Edible Usage: Flowers - cooked. Rich in pollen, they are often used in fritters.
Other Usage: A yellow dye is obtained from the flowers. A green dye is obtained from the seed pods. On a 10% moisture basis, the bark contains 21.5% tannin. Plants are heavily armed with thorns and make a good screen or hedge in warm temperate areas.
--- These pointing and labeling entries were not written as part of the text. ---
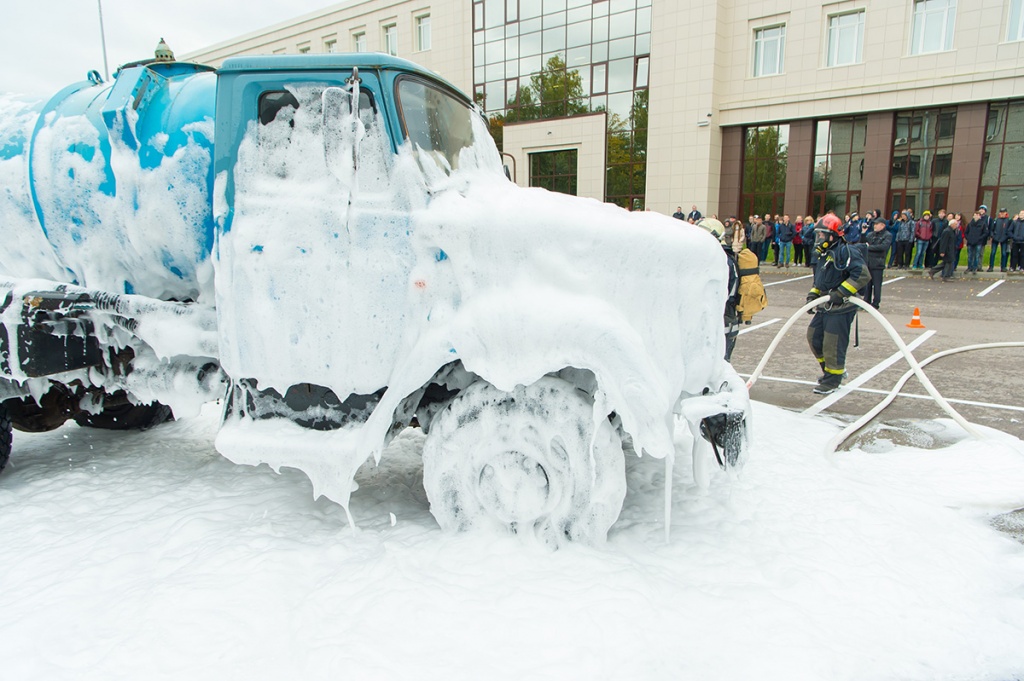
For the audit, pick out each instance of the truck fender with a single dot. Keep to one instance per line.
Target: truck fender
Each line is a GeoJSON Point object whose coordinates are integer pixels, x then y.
{"type": "Point", "coordinates": [570, 331]}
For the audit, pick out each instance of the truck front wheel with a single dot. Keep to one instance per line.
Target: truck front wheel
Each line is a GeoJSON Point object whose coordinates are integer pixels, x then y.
{"type": "Point", "coordinates": [529, 461]}
{"type": "Point", "coordinates": [127, 417]}
{"type": "Point", "coordinates": [5, 436]}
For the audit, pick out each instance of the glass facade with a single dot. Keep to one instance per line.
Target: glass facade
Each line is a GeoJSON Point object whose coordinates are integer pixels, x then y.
{"type": "Point", "coordinates": [923, 150]}
{"type": "Point", "coordinates": [766, 152]}
{"type": "Point", "coordinates": [536, 59]}
{"type": "Point", "coordinates": [1003, 162]}
{"type": "Point", "coordinates": [554, 170]}
{"type": "Point", "coordinates": [839, 165]}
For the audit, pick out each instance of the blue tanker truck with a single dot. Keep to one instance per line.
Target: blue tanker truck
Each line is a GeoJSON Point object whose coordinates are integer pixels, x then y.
{"type": "Point", "coordinates": [329, 245]}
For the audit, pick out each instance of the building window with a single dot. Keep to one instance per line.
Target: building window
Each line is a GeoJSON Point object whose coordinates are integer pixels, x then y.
{"type": "Point", "coordinates": [391, 39]}
{"type": "Point", "coordinates": [536, 59]}
{"type": "Point", "coordinates": [599, 78]}
{"type": "Point", "coordinates": [943, 164]}
{"type": "Point", "coordinates": [846, 39]}
{"type": "Point", "coordinates": [839, 165]}
{"type": "Point", "coordinates": [766, 153]}
{"type": "Point", "coordinates": [1003, 162]}
{"type": "Point", "coordinates": [554, 170]}
{"type": "Point", "coordinates": [643, 72]}
{"type": "Point", "coordinates": [933, 26]}
{"type": "Point", "coordinates": [1016, 29]}
{"type": "Point", "coordinates": [922, 159]}
{"type": "Point", "coordinates": [769, 50]}
{"type": "Point", "coordinates": [423, 33]}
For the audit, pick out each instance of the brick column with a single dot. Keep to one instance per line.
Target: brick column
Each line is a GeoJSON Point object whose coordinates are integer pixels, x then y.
{"type": "Point", "coordinates": [969, 146]}
{"type": "Point", "coordinates": [800, 164]}
{"type": "Point", "coordinates": [878, 162]}
{"type": "Point", "coordinates": [731, 172]}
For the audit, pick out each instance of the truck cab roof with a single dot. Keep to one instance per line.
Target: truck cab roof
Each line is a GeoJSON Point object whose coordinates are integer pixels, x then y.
{"type": "Point", "coordinates": [364, 60]}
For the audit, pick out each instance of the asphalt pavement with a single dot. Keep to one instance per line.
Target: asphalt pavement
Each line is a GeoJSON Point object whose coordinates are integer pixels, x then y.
{"type": "Point", "coordinates": [983, 385]}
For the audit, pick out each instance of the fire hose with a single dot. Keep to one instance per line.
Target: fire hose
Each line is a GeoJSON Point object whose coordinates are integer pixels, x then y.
{"type": "Point", "coordinates": [916, 369]}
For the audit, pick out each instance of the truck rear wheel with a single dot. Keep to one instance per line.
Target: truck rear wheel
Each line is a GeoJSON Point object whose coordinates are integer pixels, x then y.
{"type": "Point", "coordinates": [523, 461]}
{"type": "Point", "coordinates": [5, 436]}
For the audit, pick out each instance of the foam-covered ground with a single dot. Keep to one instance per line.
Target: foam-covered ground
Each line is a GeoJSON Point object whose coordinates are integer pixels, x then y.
{"type": "Point", "coordinates": [147, 555]}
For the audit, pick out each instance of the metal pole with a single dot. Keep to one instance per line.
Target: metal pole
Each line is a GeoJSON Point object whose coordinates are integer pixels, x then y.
{"type": "Point", "coordinates": [102, 39]}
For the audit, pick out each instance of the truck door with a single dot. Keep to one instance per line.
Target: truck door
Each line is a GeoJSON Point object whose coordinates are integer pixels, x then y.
{"type": "Point", "coordinates": [312, 265]}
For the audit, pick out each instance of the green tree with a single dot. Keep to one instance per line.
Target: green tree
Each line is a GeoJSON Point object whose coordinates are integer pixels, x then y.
{"type": "Point", "coordinates": [555, 91]}
{"type": "Point", "coordinates": [627, 155]}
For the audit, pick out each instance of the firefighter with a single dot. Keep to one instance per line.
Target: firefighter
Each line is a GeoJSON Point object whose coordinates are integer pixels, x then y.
{"type": "Point", "coordinates": [731, 316]}
{"type": "Point", "coordinates": [841, 272]}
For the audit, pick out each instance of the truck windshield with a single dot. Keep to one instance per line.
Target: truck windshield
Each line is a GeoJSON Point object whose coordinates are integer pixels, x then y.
{"type": "Point", "coordinates": [437, 124]}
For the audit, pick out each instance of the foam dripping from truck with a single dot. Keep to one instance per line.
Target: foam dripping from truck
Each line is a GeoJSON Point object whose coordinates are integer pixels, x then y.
{"type": "Point", "coordinates": [515, 262]}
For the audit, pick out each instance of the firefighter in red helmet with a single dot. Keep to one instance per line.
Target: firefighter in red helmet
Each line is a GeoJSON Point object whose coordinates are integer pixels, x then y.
{"type": "Point", "coordinates": [842, 270]}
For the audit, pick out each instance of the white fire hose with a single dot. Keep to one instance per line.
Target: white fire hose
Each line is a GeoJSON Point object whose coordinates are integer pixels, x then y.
{"type": "Point", "coordinates": [915, 370]}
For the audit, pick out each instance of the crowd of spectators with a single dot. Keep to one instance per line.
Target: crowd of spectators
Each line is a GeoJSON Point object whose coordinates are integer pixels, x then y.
{"type": "Point", "coordinates": [916, 243]}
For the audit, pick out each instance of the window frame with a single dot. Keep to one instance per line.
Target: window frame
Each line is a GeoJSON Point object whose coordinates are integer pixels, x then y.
{"type": "Point", "coordinates": [833, 50]}
{"type": "Point", "coordinates": [921, 12]}
{"type": "Point", "coordinates": [1015, 22]}
{"type": "Point", "coordinates": [554, 179]}
{"type": "Point", "coordinates": [389, 32]}
{"type": "Point", "coordinates": [760, 41]}
{"type": "Point", "coordinates": [440, 87]}
{"type": "Point", "coordinates": [419, 22]}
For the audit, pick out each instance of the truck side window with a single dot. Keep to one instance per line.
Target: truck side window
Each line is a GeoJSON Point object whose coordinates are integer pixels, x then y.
{"type": "Point", "coordinates": [437, 124]}
{"type": "Point", "coordinates": [270, 104]}
{"type": "Point", "coordinates": [273, 102]}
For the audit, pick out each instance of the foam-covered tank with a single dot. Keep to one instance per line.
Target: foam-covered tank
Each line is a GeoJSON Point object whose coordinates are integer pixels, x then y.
{"type": "Point", "coordinates": [109, 185]}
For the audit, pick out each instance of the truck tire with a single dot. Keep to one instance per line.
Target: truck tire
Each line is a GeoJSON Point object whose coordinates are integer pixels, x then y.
{"type": "Point", "coordinates": [522, 461]}
{"type": "Point", "coordinates": [127, 417]}
{"type": "Point", "coordinates": [5, 436]}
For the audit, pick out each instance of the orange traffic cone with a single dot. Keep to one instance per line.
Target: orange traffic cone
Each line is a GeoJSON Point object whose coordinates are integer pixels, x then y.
{"type": "Point", "coordinates": [915, 320]}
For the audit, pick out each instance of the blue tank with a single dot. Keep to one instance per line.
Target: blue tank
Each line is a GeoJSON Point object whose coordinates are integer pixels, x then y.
{"type": "Point", "coordinates": [109, 185]}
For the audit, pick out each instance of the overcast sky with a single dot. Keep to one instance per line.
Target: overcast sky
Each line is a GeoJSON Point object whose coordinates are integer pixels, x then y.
{"type": "Point", "coordinates": [46, 44]}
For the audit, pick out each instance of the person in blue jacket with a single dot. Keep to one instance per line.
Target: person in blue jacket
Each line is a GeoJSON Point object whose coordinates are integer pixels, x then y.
{"type": "Point", "coordinates": [892, 225]}
{"type": "Point", "coordinates": [840, 273]}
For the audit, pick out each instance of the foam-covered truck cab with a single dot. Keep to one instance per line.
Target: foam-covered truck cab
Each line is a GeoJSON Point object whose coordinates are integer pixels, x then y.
{"type": "Point", "coordinates": [330, 244]}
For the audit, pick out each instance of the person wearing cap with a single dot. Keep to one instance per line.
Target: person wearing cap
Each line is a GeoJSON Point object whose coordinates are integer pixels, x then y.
{"type": "Point", "coordinates": [1017, 236]}
{"type": "Point", "coordinates": [923, 232]}
{"type": "Point", "coordinates": [840, 273]}
{"type": "Point", "coordinates": [731, 316]}
{"type": "Point", "coordinates": [904, 241]}
{"type": "Point", "coordinates": [878, 240]}
{"type": "Point", "coordinates": [977, 232]}
{"type": "Point", "coordinates": [1000, 240]}
{"type": "Point", "coordinates": [946, 249]}
{"type": "Point", "coordinates": [758, 235]}
{"type": "Point", "coordinates": [852, 228]}
{"type": "Point", "coordinates": [939, 223]}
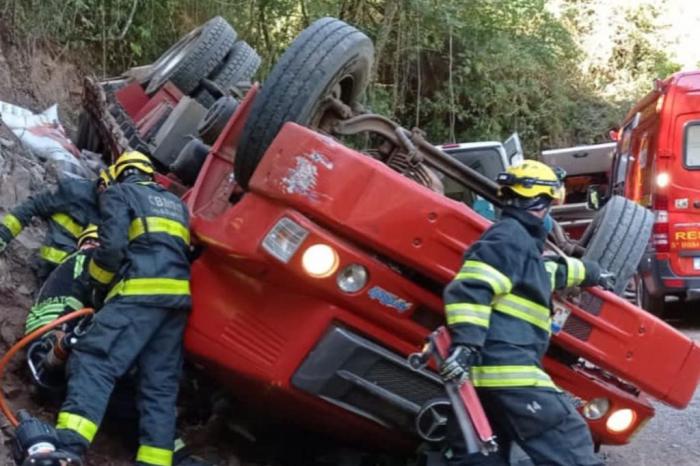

Cultivation: Prefers a sandy loam and a very sunny position. Succeeds in dry soils. Succeeds in any good garden soil that is not excessively limey. Most species become chlorotic on limey soils. Tolerates maritime exposure. Trees are not very hardy outdoors in Britain, they tolerate occasional temperatures down to between -5 and -10øc, but even in the mildest areas of the country they are likely to be killed in excessively harsh winters. Plants spread by means of suckers and trees that have been killed in cold weather can sometimes regrow from the roots. This species has a symbiotic relationship with certain soil bacteria, these bacteria form nodules on the roots and fix atmospheric nitrogen. Some of this nitrogen is utilized by the growing plant but some can also be used by other plants growing nearby. It also has a symbiotic relationship with ants.
Seed - best sown as soon as it is ripe in a sunny position in a warm greenhouse. Stored seed should be scarified, pre-soaked for 12 hours in warm water and then sown in a warm greenhouse in March. Germinates in 3 - 4 weeks at 25øc. Cuttings of half-ripe wood with a heel, July/August in individual pots in a frame. Overwinter in a greenhouse for the first winter and plant out in their permanent positions in late spring or early summer.